Hongfang Liu has been named the inaugural chair of the new Department of Quantitative and Systems Health Sciences at Dell Medical School at the University of Texas at Austin (UT Austin) and will serve as chief translational artificial intelligence (AI) and informatics officer for UT Dell Medical Center.
Liu, who assumed the roles effective May 18, also will hold the Carolyn and Kenneth Shine Endowed Chair in Artificial Intelligence. She will help lead the school’s push to build an AI-native academic health system.
The new department is scheduled to officially launch Aug. 31 and will integrate AI, data science, and systems-level approaches to advance discovery, strengthen healthcare innovation, and support interdisciplinary training in computational and translational medicine.
In her additional role as chief translational AI and informatics officer, Liu will provide strategic academic leadership across clinical care, research, education, and operational innovation – helping embed AI throughout UT Dell Medical Center and Dell Medical School.
“Dr.
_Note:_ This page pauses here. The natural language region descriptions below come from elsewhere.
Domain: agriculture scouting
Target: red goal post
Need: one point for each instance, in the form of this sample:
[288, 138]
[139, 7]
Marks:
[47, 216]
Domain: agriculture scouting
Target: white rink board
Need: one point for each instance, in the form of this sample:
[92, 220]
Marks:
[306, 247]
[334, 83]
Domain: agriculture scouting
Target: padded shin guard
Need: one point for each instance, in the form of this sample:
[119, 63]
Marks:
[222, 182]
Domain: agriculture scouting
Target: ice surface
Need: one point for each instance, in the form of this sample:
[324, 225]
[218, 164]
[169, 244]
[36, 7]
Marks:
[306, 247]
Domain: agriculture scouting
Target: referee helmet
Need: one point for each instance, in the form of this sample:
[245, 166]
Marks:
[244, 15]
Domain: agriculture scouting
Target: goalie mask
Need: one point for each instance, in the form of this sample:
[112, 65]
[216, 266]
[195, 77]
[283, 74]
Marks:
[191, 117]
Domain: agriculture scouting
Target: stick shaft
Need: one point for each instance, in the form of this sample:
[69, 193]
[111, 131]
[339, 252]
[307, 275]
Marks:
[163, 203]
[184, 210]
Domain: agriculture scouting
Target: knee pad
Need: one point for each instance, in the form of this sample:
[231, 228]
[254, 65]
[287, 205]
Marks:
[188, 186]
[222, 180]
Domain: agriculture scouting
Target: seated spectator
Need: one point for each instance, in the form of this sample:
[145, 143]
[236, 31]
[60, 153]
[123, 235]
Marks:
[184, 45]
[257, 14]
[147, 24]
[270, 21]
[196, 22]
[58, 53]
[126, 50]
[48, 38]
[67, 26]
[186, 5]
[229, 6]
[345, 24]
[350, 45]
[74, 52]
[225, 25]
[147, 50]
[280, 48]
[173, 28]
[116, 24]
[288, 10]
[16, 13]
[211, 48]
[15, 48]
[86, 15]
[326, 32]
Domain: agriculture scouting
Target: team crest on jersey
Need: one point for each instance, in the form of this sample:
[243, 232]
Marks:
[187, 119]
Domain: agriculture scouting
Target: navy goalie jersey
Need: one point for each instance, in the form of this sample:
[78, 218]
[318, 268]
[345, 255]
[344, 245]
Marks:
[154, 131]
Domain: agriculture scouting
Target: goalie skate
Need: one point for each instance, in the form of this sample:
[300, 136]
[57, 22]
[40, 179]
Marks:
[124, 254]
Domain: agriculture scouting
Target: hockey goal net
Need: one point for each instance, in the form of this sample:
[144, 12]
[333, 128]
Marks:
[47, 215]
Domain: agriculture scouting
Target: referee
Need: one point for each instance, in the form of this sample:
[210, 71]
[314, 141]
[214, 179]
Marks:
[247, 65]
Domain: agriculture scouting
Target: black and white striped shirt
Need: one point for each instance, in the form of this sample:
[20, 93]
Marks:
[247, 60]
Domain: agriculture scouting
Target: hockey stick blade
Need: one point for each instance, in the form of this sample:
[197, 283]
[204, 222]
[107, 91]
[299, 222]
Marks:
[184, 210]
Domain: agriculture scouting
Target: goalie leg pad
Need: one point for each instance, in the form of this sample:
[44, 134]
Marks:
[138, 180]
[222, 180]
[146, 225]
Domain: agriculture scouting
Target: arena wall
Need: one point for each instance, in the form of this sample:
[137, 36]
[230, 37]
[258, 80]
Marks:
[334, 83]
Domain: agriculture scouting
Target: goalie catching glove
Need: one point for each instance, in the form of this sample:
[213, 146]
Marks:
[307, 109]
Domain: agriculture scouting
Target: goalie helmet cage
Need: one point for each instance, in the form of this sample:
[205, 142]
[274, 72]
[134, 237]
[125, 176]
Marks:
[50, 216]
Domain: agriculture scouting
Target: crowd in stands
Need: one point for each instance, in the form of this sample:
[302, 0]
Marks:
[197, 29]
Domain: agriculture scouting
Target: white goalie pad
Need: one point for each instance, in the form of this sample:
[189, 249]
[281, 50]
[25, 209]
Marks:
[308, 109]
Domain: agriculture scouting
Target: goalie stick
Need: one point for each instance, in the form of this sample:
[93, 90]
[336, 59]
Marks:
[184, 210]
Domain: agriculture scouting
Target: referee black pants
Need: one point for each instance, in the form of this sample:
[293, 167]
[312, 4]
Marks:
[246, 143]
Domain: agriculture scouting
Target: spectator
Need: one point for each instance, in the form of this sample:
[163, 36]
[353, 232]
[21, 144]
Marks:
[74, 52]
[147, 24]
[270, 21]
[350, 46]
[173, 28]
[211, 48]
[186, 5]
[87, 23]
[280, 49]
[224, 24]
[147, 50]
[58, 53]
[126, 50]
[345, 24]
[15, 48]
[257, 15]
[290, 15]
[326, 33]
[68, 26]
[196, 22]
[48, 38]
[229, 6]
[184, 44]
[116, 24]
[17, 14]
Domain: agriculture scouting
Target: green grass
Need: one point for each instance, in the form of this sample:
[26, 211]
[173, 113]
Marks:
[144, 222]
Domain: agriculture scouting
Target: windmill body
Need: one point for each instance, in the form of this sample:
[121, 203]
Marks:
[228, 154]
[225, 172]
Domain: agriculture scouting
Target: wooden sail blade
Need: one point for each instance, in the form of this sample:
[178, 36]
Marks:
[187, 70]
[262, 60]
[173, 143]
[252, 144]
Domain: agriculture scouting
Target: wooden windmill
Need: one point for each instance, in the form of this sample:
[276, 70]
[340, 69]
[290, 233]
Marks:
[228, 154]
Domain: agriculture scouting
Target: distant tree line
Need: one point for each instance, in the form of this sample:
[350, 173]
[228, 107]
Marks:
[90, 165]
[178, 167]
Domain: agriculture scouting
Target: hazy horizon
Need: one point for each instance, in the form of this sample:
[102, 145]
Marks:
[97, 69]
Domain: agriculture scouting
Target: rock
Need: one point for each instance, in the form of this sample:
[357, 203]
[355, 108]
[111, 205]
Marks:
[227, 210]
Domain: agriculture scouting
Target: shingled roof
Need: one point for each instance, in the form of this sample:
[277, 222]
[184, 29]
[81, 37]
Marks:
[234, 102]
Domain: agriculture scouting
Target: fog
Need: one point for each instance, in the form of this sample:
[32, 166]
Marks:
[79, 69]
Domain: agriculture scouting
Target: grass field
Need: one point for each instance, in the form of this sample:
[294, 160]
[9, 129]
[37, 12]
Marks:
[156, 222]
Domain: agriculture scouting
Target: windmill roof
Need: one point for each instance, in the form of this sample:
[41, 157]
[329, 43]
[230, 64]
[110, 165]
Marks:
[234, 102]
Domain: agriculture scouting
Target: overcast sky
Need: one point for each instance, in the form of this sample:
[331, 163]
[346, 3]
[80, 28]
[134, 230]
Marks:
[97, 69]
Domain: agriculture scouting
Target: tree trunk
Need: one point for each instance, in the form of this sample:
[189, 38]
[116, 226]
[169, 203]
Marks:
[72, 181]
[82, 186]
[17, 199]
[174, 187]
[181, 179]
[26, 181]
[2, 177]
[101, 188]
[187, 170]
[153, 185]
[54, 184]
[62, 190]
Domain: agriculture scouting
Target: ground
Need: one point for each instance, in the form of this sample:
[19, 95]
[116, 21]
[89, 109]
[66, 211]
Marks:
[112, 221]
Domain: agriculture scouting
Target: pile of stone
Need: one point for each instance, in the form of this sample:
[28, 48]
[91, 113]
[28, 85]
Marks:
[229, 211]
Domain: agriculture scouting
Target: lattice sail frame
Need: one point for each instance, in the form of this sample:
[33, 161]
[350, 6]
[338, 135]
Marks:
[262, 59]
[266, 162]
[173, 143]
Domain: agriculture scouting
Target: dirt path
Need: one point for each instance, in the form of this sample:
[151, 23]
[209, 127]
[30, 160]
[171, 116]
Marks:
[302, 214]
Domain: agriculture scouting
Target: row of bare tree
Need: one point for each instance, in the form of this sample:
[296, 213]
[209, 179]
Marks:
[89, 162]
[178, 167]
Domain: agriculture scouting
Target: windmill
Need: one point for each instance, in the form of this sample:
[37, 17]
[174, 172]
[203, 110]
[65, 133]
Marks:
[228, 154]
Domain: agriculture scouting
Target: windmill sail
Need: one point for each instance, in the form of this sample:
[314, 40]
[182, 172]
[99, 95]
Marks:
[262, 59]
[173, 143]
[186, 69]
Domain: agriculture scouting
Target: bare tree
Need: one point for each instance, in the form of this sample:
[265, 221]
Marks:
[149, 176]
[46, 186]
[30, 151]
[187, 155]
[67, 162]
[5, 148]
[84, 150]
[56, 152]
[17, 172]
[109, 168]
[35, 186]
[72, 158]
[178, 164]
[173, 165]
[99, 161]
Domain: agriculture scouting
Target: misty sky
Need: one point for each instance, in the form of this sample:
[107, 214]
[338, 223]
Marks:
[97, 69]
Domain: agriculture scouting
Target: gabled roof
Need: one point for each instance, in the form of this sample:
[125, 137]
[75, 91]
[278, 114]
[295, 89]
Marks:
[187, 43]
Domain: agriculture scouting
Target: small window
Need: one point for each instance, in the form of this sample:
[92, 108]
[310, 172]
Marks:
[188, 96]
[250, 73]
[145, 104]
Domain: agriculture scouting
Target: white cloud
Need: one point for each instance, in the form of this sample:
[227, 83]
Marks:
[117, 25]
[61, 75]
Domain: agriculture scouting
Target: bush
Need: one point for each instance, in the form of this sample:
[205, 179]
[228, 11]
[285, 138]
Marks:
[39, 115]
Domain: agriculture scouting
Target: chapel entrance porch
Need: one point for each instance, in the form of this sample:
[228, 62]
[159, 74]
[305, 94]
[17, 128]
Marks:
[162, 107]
Liu is one of the nation’s foremost leaders in translational AI and biomedical informatics,” said Claudia F. Lucchinetti, dean of Dell Medical School and senior vice president for medical affairs at the University of Texas at Austin.
“She has repeatedly demonstrated the ability to build transformative programs at institutional and national scale,” she continued, “From enterprise AI infrastructure and digital health innovation to multi-institutional research collaborations that directly improve patient care.”
‘Her leadership will be instrumental in shaping the future of AI-enabled medicine at UT Austin,” Lucchinetti said.
According to the university, Liu’s recruitment marks a major milestone in UT-Austin’s effort to create a seamless, digitally enabled academic health system. Her work has focused on turning large-scale biomedical data into actionable knowledge to advance precision medicine and improve patient outcomes.
Liu joins UT Austin from senior leadership posts at UTHealth Houston and Mayo Clinic, where she built internationally recognized programs in biomedical informatics, translational AI, digital health, and real-world data science.
At Mayo Clinic, she led development of enterprise-scale data platforms and the Clinical Language Analytics Service Infrastructure, an AI-powered natural language processing platform that supported more than 800 research projects and over 50 National Institutes of Health-funded studies.
She also led the Open Health Natural Language Processing consortium, which created widely used open-source tools for biomedical NLP.
Since joining UTHealth Houston in 2023 under a Cancer Prevention and Research Institute of Texas Established Investigator Award, Liu has led major UT System initiatives, including the Health Intelligence Platform and the UT REAL-Health AI Pilot Program to promote responsible AI deployment in healthcare.
“Healthcare is entering a transformative era where artificial intelligence, computational medicine and human-centered care must evolve together,” Liu said. “UT Austin and Dell Medical School have a unique opportunity to build a truly integrated academic health ecosystem that combines technological innovation, interdisciplinary collaboration, discovery science and clinical excellence to improve health for individuals and populations alike.”